The museum's present form and activities resemble the 18th and 19th century "cabinet of curiosities" and point to an interest in the historic roots of museums and museology. However, the Museum also focuses on new technology, notably cataloging its collections and conducting online activity through its Wiki (see below).
Overview
The Main Street Museum was founded in 1992 by David Fairbanks Ford in an area of White River Junction known as the Old South End.
The museum's collections of material culture are seemingly unfocused, although this might be the intent of the museum's highly decentralized administration. Categories include: Flora; Fauna; significant objects from around the world; evidence of tramps; Round Things; Tangled Things; journals; extraneous bits of local history; sheet music; postcard collections; electromagnetism devices; relics from the head injury of Phineas Gage; Elvis impersonators; live music; taxidermy and biological anomalies (dehydrated cats). It simultaneously pays homage to the eighteenth century Wünderkammern and a focal point of new technology through its website. The Main Street Museum believes itself to have been the first museum in the world with a (functioning) blog, initiated in September 2005.
Described by the Washington Post as "quirky and avant-garde", a heterodox assortment of the local public, scholars, musicians, artists, historians, scientists, drunks and all other types of people have been drawn to the museum's unusual demonstrations, lectures and entertainments.

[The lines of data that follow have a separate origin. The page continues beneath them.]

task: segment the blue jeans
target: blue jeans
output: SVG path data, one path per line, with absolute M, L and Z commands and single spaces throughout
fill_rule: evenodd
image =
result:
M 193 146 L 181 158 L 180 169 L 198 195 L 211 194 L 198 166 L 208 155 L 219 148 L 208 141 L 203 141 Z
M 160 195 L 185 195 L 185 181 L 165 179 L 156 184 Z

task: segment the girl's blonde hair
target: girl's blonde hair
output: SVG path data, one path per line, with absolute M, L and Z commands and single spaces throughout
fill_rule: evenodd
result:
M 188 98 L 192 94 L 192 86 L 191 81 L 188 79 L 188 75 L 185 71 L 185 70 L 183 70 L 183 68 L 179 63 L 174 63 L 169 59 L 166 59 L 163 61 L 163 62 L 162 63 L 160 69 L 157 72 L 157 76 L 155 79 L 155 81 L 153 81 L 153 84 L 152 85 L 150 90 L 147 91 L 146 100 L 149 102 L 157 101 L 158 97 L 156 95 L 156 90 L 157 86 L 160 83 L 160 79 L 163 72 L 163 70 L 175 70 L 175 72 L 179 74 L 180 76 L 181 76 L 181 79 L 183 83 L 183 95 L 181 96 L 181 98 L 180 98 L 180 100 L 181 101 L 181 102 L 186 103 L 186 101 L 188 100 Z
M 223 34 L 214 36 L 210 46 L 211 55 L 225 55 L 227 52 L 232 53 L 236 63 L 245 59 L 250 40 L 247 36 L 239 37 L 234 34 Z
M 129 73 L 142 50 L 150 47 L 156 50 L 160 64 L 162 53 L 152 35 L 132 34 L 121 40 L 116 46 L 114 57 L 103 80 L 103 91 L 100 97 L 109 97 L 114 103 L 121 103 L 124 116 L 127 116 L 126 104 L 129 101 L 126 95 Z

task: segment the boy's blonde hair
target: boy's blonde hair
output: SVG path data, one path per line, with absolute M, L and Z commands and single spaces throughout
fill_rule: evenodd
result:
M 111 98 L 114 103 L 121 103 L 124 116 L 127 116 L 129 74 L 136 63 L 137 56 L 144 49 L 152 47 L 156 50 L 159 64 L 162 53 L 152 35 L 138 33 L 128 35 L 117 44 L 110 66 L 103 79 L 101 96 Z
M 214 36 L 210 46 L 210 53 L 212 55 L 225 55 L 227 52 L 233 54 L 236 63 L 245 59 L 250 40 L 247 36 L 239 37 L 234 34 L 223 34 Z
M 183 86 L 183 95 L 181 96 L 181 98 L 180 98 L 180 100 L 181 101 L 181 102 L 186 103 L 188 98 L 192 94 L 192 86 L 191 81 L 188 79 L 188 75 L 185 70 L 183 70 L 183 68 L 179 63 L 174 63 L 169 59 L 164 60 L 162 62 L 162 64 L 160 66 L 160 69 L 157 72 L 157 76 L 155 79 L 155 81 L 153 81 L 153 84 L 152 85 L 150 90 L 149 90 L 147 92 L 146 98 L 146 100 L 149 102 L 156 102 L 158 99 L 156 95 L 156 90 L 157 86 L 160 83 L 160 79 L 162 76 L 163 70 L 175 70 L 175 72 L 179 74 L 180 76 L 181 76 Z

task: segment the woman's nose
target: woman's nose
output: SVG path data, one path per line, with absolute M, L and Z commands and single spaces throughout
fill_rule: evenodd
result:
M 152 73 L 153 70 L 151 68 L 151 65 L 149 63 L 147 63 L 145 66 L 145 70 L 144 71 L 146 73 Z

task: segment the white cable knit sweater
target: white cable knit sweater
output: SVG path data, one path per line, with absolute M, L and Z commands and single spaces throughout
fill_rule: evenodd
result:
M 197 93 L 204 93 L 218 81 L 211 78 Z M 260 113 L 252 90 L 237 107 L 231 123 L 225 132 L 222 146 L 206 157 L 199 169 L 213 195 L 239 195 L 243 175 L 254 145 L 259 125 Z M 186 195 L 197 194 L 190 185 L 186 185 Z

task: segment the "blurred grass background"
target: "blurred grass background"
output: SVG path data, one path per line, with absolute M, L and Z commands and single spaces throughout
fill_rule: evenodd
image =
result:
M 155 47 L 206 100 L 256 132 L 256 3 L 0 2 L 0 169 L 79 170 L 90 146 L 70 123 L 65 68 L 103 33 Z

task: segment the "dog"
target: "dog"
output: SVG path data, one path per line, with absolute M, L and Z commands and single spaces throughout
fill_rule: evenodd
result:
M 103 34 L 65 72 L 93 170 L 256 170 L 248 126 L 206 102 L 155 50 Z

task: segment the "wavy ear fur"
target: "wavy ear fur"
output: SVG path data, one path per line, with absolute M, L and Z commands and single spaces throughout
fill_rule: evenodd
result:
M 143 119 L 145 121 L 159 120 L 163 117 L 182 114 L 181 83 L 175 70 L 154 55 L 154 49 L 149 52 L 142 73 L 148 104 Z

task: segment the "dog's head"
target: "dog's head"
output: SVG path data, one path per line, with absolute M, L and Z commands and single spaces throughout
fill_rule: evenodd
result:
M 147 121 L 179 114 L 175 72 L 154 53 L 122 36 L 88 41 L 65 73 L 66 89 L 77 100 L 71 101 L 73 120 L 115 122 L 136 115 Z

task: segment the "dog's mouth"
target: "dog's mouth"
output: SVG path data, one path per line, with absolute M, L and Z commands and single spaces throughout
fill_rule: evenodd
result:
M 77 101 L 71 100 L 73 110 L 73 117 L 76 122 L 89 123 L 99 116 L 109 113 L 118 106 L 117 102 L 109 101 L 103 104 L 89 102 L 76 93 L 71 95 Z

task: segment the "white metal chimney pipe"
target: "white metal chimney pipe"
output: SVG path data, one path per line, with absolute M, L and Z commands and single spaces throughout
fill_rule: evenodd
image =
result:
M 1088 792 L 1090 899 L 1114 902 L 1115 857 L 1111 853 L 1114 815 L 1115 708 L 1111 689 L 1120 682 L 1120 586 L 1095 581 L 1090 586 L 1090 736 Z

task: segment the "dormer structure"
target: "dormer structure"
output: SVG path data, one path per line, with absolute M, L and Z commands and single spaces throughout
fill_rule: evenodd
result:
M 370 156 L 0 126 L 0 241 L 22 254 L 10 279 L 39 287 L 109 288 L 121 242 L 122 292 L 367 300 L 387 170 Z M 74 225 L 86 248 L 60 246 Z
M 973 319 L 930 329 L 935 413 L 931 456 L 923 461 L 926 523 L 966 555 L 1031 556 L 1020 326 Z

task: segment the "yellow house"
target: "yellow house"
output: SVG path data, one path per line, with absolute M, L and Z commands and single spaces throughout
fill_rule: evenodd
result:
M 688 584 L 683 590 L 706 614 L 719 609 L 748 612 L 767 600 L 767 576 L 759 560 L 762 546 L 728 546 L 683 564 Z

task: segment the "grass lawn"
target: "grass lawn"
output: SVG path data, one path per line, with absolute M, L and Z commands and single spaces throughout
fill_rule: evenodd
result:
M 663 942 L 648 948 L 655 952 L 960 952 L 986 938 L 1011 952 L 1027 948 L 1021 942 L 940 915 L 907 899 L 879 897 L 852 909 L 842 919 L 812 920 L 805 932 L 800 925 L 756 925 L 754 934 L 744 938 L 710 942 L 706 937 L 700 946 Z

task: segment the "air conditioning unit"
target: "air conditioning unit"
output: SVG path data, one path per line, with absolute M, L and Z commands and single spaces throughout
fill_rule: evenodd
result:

Currently located at White River Junction's former fire station on Bridge Street, next to the railroad underpass on the banks of the White River, the museum has been acknowledged as an integral part of White River Junction's downtown revitalization and the new urbanism of the region. The museum has been host to prominent, freighthopping musicians and tramps since 1999. Current publication projects of the Museum include a Seminole War era journal and Dictionary of Seminole, or Muskogean Creek, words, from Florida, 1839 through 1842.
“The Main Street Museum forces one to contemplate the nature of museums and curating. Why do we save what we save? How do we decide what to discard, what to display, what to hide away, and what to destroy.” — Joe Citro, Weird New England, New York, 2006
The Catawiki
A catalog of the museum, as well as other pages describing the museum's collections and civic activities, was formatted and presented with Wiki software in the year 2008. Museum goals include cataloging every item in their collections in this ongoing project.